As you know, a Storage Element provides control, information, and file transfer protocols.

Part I: Functional Tests

SRM interface

Generic SRM testing with the dCache client

The dCache srmcp tool (sometimes called "SRM copy" but not to be confused with srmCopy() in the SRM API) is a command line utility for copying files into and out of SEs. It is normally installed on the UIs, the RPM is called dcache-srmclient (not dcache-client).
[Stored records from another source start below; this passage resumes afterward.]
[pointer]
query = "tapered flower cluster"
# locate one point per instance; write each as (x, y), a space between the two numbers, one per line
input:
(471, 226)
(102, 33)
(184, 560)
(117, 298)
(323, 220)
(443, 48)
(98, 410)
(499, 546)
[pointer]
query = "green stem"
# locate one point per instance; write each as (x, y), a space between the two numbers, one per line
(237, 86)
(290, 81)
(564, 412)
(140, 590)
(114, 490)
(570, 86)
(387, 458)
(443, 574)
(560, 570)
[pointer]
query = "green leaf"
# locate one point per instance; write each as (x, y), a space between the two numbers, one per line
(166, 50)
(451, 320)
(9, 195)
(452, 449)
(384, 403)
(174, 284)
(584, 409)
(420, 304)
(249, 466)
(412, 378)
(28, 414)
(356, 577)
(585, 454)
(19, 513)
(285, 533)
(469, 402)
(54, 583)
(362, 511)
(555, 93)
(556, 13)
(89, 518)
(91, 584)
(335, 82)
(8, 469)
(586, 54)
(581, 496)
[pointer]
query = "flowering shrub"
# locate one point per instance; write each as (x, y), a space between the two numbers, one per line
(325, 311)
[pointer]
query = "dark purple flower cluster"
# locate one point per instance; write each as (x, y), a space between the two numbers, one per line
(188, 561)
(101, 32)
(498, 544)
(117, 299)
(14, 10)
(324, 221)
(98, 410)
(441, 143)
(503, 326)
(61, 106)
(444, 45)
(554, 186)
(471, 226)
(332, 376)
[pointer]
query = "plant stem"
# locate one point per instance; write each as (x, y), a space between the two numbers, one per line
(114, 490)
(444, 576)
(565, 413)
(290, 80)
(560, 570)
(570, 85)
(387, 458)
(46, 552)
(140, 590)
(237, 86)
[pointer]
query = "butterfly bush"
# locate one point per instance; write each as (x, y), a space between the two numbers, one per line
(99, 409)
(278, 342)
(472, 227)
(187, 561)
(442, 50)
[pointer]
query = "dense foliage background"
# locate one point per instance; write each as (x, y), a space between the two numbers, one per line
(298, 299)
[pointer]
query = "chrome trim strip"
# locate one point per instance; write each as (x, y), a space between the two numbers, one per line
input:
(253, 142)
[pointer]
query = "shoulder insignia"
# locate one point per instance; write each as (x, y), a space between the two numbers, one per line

srmcp -debug -2 file:///`pwd`/localfile srm://


  • the extra / in the local file URL.
  • You need a grid proxy ready
  • The -2 switch says to use SRM version 2 (i.e. 2.2).
  • The SRM port number is added to the normal SURL. For DPM, the standard port number for SRM is 8446. Again, this information is in the information system.
  • The path, if you do not know already, can be queried from the information system.
  • It depends on gridftp working, you may need globus-url-copy installed locally;
  • -debug is helpful and tells you what is going on, but of course you don't need it.

The dCache test suite contains many other utilities which may be useful, e.g. srmrm to remove the file. The usefulness of the test suite is that it does not depend on the information system: once these tests are working, you can move on to the data management tools which do depend on the information system.

Information System

gLite Testing - lcg-utils

Basic usage of the gLite utilities:

Copying a file to an SE

This command will copy and register the file: copy copies into an SE given by -d (only hostname is required, the rest of the information is discovered from the information system).

lcg-cr --vo dteam -d file://`pwd`/localfile

Again, the -v switch (for verbose) may be useful. Note carefully the GUID returned by the above command, it is your "handle" on the file.

Creating another replica of the file.

Using the GUID from above, we now wish to replicate the file to another site:

lcg-rep --vo dteam -d guid:d1b65e01-67fc-443e-b564-492d918b6719

and another one for good measure:

lcg-rep --vo dteam -d guid:d1b65e01-67fc-443e-b564-492d918b6719

Listing Replicas

lcg-lr --vo dteam guid:d1b65e01-67fc-443e-b564-492d918b6719

This command will list the three replicas: the original copy and the two replicas made above.

Deleting a replica

Now we delete the original one. We cannot delete by GUID (well, we can, but we don't want to), so we need to instruct the command which of the three replicas to delete.

lcg-del --vo dteam srm://

Here, the filename is one of the replicas listed with lcg-lr (it is in fact the first copy of the file, the one created with lcg-cr). Now, another lcg-lr on the GUID will confirm that one of the replicas has been deleted.

Copying the file to a local file

We now want to access the file locally.

lcg-cp --vo dteam guid:d1b65e01-67fc-443e-b564-492d918b6719 file://`pwd`/tmpfile

Note that it is like a 'cp': we copy the remote file (specified by GUID, so we don't need to know where it is) to a local file. In fact, if you run this with -v you can see which of the replicas was chosen for transfer, but otherwise you will not know.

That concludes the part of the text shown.